Herald Rating* * * * 1/2
Address: 480 New North Rd, Kingsland, Auckland
Ph: (09) 815 1025
Open: Wed-Fri from 4pm, weekends from 3pm
My son, Max, who is cooler than me by several orders of magnitude, wishes me to report that this tiny bar and cafe in Kingsland has the best soundtrack (of almost exclusively local music) of any place in Auckland where he has sat and enjoyed a beer. At the risk of characterising him as a barfly, I have to say that he would know.
I got a bollocking from some readers a couple of years ago when I wrote disparagingly of local Mexican food. One reader was kind enough to point me in the direction of Mexican Specialties in Ellerslie, where I was (and remain) happy to eat my words but no other Mexican joint had come close to making me resile from my original assessment.
I actually discovered El Camino while parking outside it on the way to eat elsewhere. It's the kind of place that is easy to miss since it is about the size of a generous broom closet. But I noticed that it was full while a lot of other nearby eateries were empty or sparsely populated.

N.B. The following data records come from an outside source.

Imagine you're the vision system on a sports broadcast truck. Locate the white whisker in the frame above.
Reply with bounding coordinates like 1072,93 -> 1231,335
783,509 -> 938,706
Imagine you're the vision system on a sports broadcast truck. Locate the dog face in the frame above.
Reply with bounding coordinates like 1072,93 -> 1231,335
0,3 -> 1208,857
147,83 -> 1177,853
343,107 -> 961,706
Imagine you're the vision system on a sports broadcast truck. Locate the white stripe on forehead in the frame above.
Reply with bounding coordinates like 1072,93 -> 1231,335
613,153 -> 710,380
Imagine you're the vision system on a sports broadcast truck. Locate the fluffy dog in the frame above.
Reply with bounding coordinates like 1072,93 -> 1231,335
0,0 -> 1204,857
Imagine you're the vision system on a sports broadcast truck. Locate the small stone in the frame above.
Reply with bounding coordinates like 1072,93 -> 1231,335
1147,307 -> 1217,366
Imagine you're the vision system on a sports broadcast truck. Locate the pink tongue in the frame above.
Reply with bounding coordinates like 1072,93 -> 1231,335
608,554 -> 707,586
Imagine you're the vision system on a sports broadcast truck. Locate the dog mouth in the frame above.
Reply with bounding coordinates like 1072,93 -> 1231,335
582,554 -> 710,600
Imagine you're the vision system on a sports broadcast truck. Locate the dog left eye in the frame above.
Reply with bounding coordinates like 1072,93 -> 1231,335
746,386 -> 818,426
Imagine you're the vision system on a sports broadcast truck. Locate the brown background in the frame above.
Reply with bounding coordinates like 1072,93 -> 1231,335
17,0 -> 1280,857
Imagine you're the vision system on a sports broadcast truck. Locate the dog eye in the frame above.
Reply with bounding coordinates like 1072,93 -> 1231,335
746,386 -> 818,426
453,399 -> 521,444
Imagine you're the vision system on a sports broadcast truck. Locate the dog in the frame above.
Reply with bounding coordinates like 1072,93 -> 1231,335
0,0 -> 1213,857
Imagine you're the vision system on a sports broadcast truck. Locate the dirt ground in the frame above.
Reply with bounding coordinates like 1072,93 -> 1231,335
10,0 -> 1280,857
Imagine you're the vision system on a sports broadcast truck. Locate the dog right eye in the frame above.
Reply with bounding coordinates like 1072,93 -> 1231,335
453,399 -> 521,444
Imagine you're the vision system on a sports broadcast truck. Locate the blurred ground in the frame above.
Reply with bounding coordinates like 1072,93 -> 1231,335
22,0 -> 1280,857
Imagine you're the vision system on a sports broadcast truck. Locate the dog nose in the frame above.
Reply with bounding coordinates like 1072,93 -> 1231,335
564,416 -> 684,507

The tiny place, which opened two summers ago, gives a fresh inflection to la comida Mexicana. Proprietor/chef Stephanie Connor spent much of her teenage years in Los Angeles and the ideas she brought back and the food she whips up in her tiny kitchen at the southern end of the Kingsland dining strip almost reinvent the genre: KiwiMex, anyone?
Her regular customers would probably rather the place didn't get a good review since the restaurant is already hard enough to get into. But I don't see why they should have all the fun.
While my dining companion decided what to order, we made short work of a bowl of corn chips with which we shovelled up a bright, astringent house-made salsa. I was interested in trying the tacos (irresistible at $6 each). They turned out to be soft-shell and filled not with the oily, chilli-and-sugar-laden mince that gives the dish such a bad name but with small strips of tender beef, in a sauce with just the requisite amount of punch.
Ditto Max's albondigas - a meatball dish, Spanish in origin, which were lent zing by generous use of chipotle (dried chilli). The squid in my calamari salad, flash-fried with coriander and lime, was meltingly tender. The recommended accompaniment has to be tequila.
Cleverly, the place subcontracts dessert: a range of handmade icecreams in exotic flavours like ginger or sake and lychee, which are not conspicuously Mexican. But for the rest, El Camino is the real deal. Beat a path to the door - but be sure to book.